A nova denúncia deve ser protocolada em Nova York, onde o líder venezuelano já possui indiciamentos anteriores que datam de 2020. De acordo com fontes familiarizadas com o assunto, as novas acusações devem ser anexadas como uma denúncia complementar ao processo que já tramita no Distrito Sul de Nova York.
Desde 2020, Maduro enfrenta processos nos EUA por narcoterrorismo, conspiração para importar cocaína e outras acusações correlatas. Investigações anteriores do governo americano alegam a existência de uma conspiração de décadas, na qual Maduro e assessores de alto escalão teriam oferecido proteção política e militar a grupos narcoterroristas.
Na época dos primeiros indiciamentos, promotores afirmaram que o líder venezuelano utilizava o tráfico de drogas como uma ferramenta estratégica contra os interesses dos Estados Unidos.

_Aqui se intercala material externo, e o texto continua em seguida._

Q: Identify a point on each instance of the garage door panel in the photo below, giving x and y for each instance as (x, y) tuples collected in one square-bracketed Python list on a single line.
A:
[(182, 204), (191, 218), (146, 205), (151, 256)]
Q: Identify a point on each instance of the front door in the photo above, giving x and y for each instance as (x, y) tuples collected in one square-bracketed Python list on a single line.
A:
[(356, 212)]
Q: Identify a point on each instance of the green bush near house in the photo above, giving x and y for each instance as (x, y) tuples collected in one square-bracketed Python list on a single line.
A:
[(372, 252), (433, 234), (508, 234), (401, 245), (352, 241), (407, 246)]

A captura de Maduro e Flores foi confirmada pelo presidente Donald Trump, que afirmou que o casal está a bordo do navio USS Iwo Jima rumo a Nova York. A missão militar, descrita como de “velocidade impressionante”, contou com o apoio da CIA e da polícia americana para rastrear e deter os alvos em Caracas.
A Procuradora-Geral dos Estados Unidos, Pam Bondi, declarou que Maduro enfrentará a justiça americana por crimes contra o país. Com a chegada em solo americano, Maduro deve ser submetido ao sistema judicial para responder pelos mandados de prisão pendentes.
O governo dos EUA oferecia uma recompensa de 50 milhões de dólares por informações que levassem à sua detenção, valor atualizado em agosto de 2025. Enquanto a Justiça dos EUA prepara o julgamento, a situação política na Venezuela permanece incerta, com o governo local tendo decretado emergência nacional e a oposição monitorando uma possível transição de poder.